В Среднекамске так не знакомились. Привыкший к обычаям Старореченской улицы и ее окрестностей, Гай прикинул (на всякий случай) путь к отступлению. Сдержанно ощетинился:

– Куда еще идти?

Все трое глянули удивленно. Старший – ровесник Гая, высокий щуплый парнишка со спокойными глазами – объяснил:

– В футбол играть… Ты не бойся, это недалеко.

– А кто боится? – напружиненно сказал Гай.

Лопоухий пацаненок – самый маленький и похожий на ушастого воробья (если бывают такие) – посмотрел на Гая и на товарищей, смешно пожал колючими плечами. А третий – пухлогубый, в новенькой синей испанке с белым кантом – проговорил виновато:

– Ну, если не можешь, не надо… Как хочешь.

– Мы же только спросили, – добавил старший, пройдясь по Гаю снисходительным взглядом.

Эта снисходительность обидно царапнула Гая. Но, когда ребята пошли от него, Гаю вдруг вспомнился речной обрыв, большой тополь и мальчишка в ковбойке (тогда еще незнакомый).
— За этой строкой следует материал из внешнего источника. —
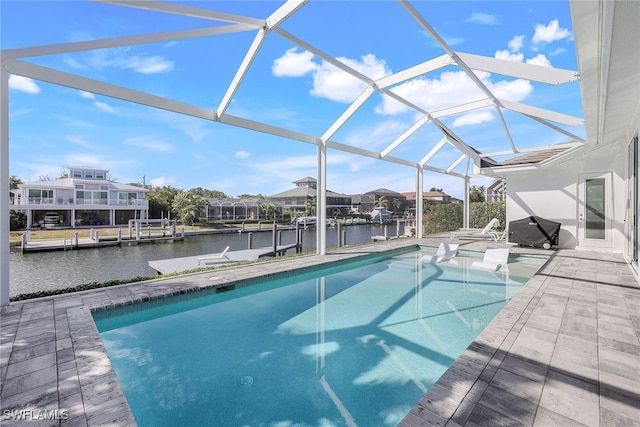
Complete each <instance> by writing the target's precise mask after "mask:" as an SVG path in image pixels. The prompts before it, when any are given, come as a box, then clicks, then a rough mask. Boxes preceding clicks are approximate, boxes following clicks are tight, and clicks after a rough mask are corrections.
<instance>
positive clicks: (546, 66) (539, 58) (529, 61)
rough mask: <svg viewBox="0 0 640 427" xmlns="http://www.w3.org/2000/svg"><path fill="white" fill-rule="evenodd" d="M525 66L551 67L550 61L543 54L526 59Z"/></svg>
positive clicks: (540, 53)
mask: <svg viewBox="0 0 640 427" xmlns="http://www.w3.org/2000/svg"><path fill="white" fill-rule="evenodd" d="M527 64H533V65H542V66H543V67H551V61H549V59H547V57H546V56H545V55H544V54H543V53H539V54H538V55H537V56H535V57H534V58H530V59H527Z"/></svg>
Да, что-то одинаковое было в интонациях у здешних мальчишек и у Юрки. И Гай ощутил быстрое раскаяние и едкую досаду на себя.

Окутанные ленивым зноем скалы и развалины сразу наскучили. И даже искупаться нельзя – два раза уже залазил в море.

Гай догнал ребят среди колонн разрушенной базилики.

– А где играть-то? Камни кругом…

Но среди засыпанных тысячелетней землей и поросших пыльной зеленью кварталов лежали широкие лужайки. На одной – вогнутой – ребята и гоняли мяч. Конечно, здесь был не стадион и даже не дворовая площадка. Камни подворачивались под ноги, шипастые головки здешнего чертополоха без снисхождения лупили по коленям, но игра шла на полном накале: мяч – такой же коричневый и поцарапанный, как игроки, – бомбой летал над колючками и сурепкой.

При счете восемнадцать – двадцать два команды обессиленно полегли. Игореша – пухлогубый пацан в испанке, – постанывая, сходил домой на недалекую улицу Древнюю и принес бидон квасу. Похожий на копченую скумбрию Славка выпросил у студентов-археологов, что работали неподалеку, батон и несколько помидоров. Сжевали, запили, и Артур (тот, что первый заговорил с Гаем) предложил:

– Купаться!

Гай с грустью сказал, что пора домой.

– А завтра приедешь? – спросил Игореша.

– Ага.

… Компания была большая, человек пятнадцать. И, кстати, не все местные. Славка, например, был сыном ленинградского профессора, приехавшего со студентами на раскопки. Близнецы Денис и Вадька – москвичи, жившие здесь летом у бабушки. Да и среди севастопольских ребят не все были с ближних улиц. Кое-кто, подобно Гаю, бродил по Херсонесскому заповеднику и познакомился с компанией случайно.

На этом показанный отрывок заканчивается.